Le ministre du Tribunal suprême fédéral (STF), Alexandre de Moraes, a inclus dans sa décision décrétant la détention préventive de l’ancien président Jair Bolsonaro la tenue d’une veillée de partisans devant la résidence de l’homme politique. Le document, publié mardi (25), qualifie l’événement de « réunion illicite » qui mettrait en danger « l’ordre public et l’efficacité du droit pénal ».
Des experts en droit religieux consultés par le journal Gazeta do Povo ont exprimé leur inquiétude quant aux fondements de cette décision. Pour ces juristes, l’appréciation par le ministre des intentions des participants et la qualification du caractère religieux de l’acte peuvent créer un précédent de restrictions à la liberté religieuse.

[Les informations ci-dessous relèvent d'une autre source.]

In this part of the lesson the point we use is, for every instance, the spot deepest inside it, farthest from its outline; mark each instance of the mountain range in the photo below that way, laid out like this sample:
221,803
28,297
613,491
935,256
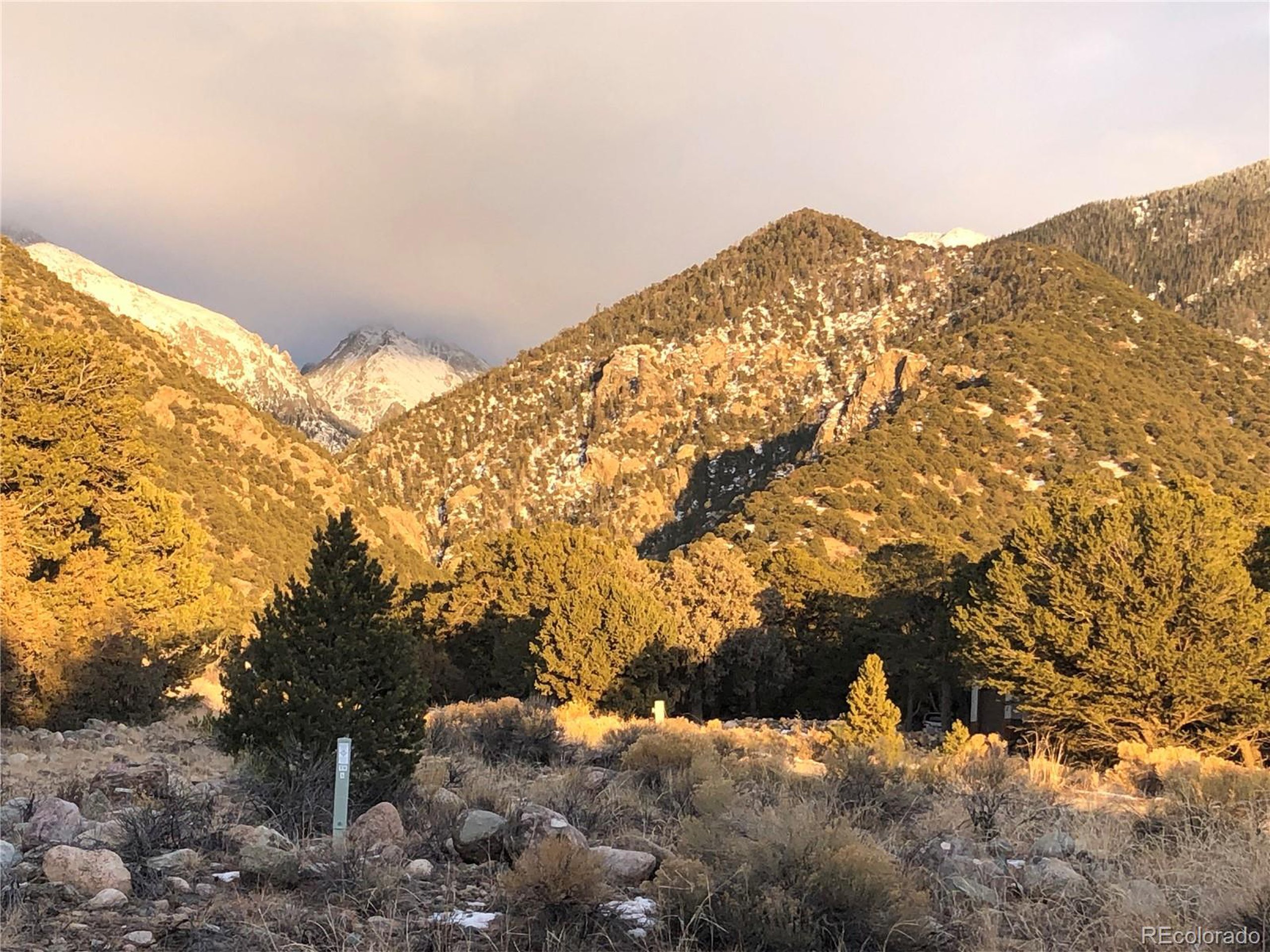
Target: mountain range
379,372
817,386
368,377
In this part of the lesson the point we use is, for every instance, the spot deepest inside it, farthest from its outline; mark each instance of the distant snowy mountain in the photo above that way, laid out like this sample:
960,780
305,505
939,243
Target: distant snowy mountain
954,238
215,346
379,372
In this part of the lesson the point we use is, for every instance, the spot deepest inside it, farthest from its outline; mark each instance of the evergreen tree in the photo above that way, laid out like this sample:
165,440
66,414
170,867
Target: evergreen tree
1130,619
872,715
591,635
330,659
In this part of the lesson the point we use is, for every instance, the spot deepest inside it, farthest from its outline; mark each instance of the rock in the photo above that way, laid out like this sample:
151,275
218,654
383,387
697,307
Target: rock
178,860
1142,899
1055,878
418,870
535,823
378,827
1056,843
625,866
96,805
242,835
107,899
976,892
14,810
88,870
123,780
55,822
479,835
9,855
278,867
804,767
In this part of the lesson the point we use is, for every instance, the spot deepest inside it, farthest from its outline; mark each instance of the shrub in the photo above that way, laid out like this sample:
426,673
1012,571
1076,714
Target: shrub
557,884
788,878
498,730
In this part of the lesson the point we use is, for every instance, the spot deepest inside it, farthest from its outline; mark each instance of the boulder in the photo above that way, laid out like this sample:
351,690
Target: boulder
1055,878
378,827
242,835
55,822
1056,843
418,870
277,867
479,835
89,871
9,855
121,780
107,899
625,866
535,823
176,861
96,805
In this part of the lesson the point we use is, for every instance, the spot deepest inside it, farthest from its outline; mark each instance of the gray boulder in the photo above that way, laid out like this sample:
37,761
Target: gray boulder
89,871
625,866
55,822
378,827
479,835
535,823
1056,843
107,899
176,861
1049,876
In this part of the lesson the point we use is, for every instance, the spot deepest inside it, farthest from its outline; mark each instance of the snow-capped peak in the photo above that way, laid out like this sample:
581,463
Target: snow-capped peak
379,371
953,238
214,345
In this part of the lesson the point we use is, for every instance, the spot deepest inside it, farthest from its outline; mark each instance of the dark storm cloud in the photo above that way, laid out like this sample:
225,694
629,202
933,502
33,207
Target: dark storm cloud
493,173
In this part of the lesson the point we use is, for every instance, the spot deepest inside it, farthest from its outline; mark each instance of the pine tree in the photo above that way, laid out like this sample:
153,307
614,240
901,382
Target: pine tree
330,659
872,715
1130,619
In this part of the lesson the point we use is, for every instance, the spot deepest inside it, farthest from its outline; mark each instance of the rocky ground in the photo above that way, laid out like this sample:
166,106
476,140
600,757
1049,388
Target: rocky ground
597,834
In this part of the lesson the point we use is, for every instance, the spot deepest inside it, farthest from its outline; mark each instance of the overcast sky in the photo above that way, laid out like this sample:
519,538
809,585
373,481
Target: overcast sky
489,175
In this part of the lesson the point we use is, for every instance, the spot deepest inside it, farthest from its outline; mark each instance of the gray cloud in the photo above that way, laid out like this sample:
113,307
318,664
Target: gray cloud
491,173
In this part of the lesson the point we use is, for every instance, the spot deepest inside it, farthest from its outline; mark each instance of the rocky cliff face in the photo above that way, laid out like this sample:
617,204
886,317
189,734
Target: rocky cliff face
215,346
656,416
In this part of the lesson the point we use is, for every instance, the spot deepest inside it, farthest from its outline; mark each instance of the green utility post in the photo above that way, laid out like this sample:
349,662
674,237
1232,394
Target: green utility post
343,762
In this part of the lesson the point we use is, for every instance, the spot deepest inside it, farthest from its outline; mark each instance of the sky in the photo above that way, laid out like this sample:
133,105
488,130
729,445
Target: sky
489,175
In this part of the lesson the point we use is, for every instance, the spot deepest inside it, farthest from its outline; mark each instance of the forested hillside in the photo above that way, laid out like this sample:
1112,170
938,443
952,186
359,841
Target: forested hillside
1048,367
255,486
1201,249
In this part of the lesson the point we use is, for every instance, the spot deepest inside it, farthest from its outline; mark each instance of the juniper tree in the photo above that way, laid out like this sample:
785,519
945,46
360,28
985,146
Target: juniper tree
872,715
1130,619
330,658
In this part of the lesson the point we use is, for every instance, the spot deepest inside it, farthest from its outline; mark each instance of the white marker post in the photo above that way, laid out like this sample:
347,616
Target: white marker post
339,822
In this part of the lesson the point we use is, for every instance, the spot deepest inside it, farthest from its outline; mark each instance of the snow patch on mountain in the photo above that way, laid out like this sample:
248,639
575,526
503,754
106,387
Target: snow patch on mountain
378,372
953,238
215,346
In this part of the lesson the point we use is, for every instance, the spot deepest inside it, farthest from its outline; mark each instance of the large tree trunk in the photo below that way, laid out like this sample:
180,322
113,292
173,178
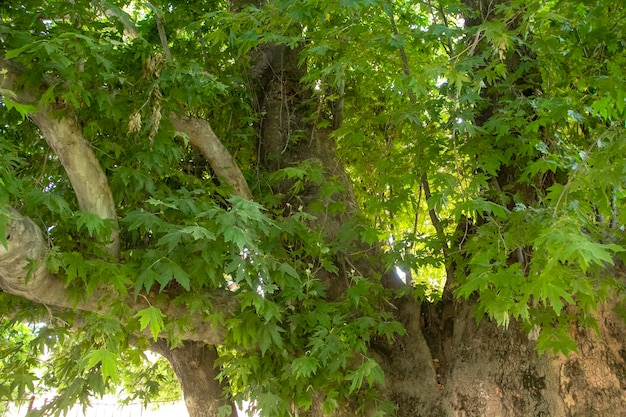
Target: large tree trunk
194,365
491,371
448,364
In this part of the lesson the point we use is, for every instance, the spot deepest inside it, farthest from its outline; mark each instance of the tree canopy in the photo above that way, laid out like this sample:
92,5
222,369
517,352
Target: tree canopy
154,185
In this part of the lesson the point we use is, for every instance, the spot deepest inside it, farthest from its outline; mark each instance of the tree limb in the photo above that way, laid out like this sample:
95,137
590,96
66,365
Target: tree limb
23,273
64,135
201,136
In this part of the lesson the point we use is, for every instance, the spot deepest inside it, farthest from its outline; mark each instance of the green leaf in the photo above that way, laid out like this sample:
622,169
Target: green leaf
151,317
304,367
108,363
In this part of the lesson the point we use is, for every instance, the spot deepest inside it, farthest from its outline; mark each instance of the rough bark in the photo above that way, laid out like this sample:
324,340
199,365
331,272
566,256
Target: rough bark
23,273
490,371
201,136
194,365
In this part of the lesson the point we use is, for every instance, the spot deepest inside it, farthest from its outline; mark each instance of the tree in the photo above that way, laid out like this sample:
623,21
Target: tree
328,208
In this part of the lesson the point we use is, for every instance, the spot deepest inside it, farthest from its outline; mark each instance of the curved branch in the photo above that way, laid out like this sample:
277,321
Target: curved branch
23,273
201,136
64,135
88,179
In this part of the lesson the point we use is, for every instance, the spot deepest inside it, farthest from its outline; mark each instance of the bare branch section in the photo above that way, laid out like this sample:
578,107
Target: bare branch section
64,135
202,137
23,273
89,181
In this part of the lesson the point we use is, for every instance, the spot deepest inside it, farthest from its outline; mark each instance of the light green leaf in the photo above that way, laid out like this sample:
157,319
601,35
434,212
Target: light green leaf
152,317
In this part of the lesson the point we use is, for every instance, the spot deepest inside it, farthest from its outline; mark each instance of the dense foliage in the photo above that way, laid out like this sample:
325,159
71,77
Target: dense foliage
489,147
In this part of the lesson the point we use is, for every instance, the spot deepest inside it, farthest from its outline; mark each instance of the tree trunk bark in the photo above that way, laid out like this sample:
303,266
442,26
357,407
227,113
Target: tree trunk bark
490,371
194,365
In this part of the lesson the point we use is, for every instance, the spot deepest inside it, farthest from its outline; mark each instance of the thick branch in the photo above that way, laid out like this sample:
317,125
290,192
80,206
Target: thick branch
88,180
202,137
64,135
23,273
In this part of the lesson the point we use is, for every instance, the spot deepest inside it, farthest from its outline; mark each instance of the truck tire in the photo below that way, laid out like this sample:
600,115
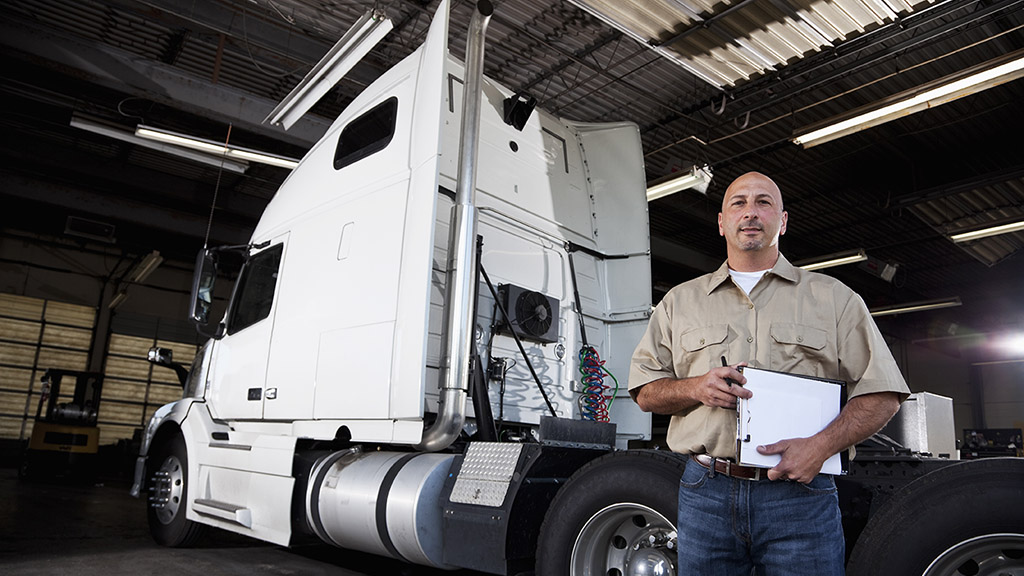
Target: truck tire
167,486
965,519
614,517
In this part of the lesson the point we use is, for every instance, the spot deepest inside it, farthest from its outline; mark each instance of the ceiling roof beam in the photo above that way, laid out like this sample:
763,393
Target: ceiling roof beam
958,187
117,70
103,206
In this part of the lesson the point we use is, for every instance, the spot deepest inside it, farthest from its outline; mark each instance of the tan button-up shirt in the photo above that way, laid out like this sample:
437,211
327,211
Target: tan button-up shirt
794,321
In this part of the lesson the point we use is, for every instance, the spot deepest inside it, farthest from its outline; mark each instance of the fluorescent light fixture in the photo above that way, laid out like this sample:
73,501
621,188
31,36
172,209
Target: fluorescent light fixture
212,148
696,178
948,89
355,44
239,166
145,268
993,230
918,306
116,300
837,259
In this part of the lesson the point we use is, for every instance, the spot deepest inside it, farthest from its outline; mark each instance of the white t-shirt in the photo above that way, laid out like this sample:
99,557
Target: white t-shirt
747,280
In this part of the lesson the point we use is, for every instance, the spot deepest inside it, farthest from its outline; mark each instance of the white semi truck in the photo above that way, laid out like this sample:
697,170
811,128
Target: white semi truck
419,359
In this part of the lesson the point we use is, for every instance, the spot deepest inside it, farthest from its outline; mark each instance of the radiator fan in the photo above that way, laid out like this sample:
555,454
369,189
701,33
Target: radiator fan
532,315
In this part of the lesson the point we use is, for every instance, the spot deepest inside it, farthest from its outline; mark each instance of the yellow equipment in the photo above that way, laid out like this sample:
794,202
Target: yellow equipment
65,439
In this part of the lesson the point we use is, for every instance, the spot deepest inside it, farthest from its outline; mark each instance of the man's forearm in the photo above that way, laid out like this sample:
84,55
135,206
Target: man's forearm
862,416
667,396
718,387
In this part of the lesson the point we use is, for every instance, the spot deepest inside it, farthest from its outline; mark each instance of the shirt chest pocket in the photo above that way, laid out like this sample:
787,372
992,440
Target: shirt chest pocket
799,348
702,348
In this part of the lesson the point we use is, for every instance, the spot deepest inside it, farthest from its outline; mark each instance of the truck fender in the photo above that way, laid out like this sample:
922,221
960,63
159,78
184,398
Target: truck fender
169,414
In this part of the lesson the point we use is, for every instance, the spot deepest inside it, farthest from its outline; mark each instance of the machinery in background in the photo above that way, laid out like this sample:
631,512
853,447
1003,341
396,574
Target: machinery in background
991,443
65,440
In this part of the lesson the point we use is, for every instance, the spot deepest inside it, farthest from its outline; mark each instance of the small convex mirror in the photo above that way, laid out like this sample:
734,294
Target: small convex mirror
203,282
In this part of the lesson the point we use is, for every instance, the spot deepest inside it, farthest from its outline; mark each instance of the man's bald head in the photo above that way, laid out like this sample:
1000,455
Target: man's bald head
755,179
752,220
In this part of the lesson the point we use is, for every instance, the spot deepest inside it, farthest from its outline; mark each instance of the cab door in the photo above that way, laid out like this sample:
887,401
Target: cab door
239,373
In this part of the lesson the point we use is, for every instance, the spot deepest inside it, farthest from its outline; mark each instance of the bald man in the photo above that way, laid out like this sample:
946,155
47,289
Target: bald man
760,311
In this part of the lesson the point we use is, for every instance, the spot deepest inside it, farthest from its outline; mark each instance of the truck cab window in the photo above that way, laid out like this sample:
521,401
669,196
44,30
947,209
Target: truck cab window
255,292
367,134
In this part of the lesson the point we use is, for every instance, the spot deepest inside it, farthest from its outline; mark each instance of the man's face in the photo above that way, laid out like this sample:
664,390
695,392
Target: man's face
752,216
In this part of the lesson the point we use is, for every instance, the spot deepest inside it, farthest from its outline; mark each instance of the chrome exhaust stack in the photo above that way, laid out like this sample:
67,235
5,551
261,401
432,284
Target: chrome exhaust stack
461,289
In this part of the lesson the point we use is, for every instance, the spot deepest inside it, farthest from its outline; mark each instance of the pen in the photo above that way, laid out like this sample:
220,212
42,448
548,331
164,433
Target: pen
729,380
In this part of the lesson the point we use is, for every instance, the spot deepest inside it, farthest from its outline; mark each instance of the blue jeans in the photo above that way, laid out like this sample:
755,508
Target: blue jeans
734,527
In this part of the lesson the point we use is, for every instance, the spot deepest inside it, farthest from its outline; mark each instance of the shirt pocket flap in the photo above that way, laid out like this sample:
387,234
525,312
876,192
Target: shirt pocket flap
704,336
791,333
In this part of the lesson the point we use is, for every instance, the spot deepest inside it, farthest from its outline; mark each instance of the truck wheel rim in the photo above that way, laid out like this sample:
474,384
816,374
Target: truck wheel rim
625,539
168,485
991,554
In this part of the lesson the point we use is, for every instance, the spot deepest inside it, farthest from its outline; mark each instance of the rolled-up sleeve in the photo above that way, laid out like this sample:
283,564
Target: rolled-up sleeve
652,357
864,358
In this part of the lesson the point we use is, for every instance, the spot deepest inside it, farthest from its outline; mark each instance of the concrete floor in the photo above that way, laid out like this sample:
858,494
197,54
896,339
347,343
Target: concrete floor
98,530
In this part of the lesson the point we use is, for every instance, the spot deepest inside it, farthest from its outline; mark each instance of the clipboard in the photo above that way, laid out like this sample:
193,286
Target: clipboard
786,406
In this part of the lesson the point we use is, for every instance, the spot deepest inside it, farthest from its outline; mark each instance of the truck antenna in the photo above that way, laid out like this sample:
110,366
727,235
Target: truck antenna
216,189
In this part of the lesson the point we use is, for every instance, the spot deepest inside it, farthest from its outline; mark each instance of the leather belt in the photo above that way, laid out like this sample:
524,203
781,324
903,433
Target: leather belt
728,468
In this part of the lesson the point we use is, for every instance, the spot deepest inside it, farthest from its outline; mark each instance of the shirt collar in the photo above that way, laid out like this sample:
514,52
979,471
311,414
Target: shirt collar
782,269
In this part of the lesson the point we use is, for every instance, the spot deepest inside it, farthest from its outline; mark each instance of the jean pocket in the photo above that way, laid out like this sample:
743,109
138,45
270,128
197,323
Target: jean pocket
821,485
694,476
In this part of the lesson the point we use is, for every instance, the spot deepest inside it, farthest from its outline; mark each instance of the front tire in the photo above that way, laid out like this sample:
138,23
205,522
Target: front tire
965,519
615,516
167,485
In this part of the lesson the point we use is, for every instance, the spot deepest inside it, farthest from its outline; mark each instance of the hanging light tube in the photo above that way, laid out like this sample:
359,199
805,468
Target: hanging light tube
123,135
918,306
837,259
355,44
215,149
987,76
1004,228
697,178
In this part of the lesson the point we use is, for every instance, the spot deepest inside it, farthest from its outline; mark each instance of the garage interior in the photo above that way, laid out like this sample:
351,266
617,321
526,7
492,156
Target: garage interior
100,228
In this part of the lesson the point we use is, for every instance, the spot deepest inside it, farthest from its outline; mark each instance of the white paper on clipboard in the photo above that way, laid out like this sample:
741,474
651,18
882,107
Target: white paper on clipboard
784,406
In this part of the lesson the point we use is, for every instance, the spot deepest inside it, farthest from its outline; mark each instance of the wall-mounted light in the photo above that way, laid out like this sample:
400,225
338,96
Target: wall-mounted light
837,259
920,305
239,166
144,268
696,178
355,44
213,148
1004,227
945,90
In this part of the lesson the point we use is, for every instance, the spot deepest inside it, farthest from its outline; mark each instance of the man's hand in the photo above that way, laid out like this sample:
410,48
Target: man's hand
802,458
668,396
721,386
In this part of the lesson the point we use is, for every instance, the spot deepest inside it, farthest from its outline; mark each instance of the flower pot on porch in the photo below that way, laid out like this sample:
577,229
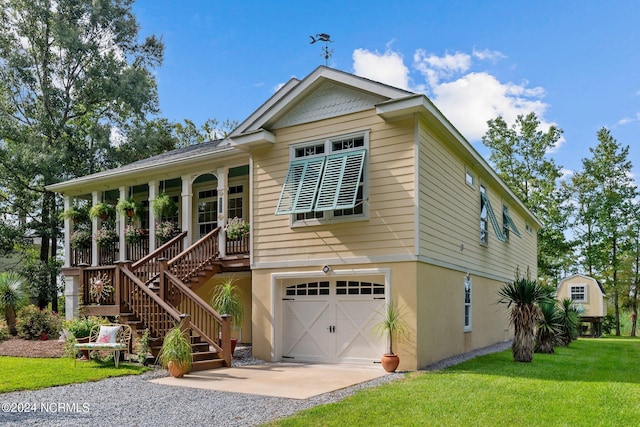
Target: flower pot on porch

André Fagundes, maître en droit constitutionnel de l’Université de Coimbra, a estimé que « si cette logique s’ajoute au précédent qui est désormais créé au Brésil, il existe effectivement un risque réel de contamination interprétative ». Il a ajouté que « le pouvoir judiciaire brésilien pourrait commencer à examiner les veillées religieuses ou les prières publiques, dans différents contextes, avec une présomption d’illégalité ».
Contexte international
La décision trouve des parallèles avec des mesures adoptées dans d’autres pays. Au Royaume-Uni, une interdiction des manifestations pro-vie dans un rayon de 150 mètres autour des cliniques d’avortement en Angleterre et au Pays de Galles est en vigueur depuis le 31 octobre 2024, avec des peines pouvant aller jusqu’à six mois de prison.
En décembre 2022, la Britannique Isabel Vaughan-Spruce a été arrêtée pour avoir gardé le silence à proximité d’une clinique, dans un épisode enregistré en vidéo où des policiers lui demandaient si elle « priait dans sa tête ». En Allemagne, un tribunal municipal a interdit les veillées silencieuses devant des établissements similaires en 2021.
Perspectives juridiques
Warton Hertz, directeur technique de l’Institut brésilien de droit et de religion (IBDR), a mis en garde contre les conséquences pratiques de la décision de Moraes. « C’est une décision d’une juridiction supérieure qui guidera la décision des juges des juridictions inférieures », a-t-il souligné.
« Ils peuvent fonder leurs décisions sur la décision d’Alexandre de Moraes. Et cela peut générer une série de cas concrets dans lesquels la liberté de religion commence à être restreinte. »
Fagundes a caractérisé cette tendance comme provenant d’une « vision du monde profondément matérialiste, selon laquelle toute expression religieuse dans l’espace public est un bruit inconfortable qui doit être aseptisé ». Le professeur a conclu en affirmant que « lorsque l’État décide ce qu’est la « prière légitime », la religion est déjà devenue un département gouvernemental ».
Hertz a ajouté que « les tendances sont rapidement copiées et commencent à inspirer et à normaliser certaines décisions qui auraient été considérées comme absurdes il y a quelque temps », concluant que « ce n’est même plus la libre expression de la pensée, c’est la libre pensée qui est menacée ».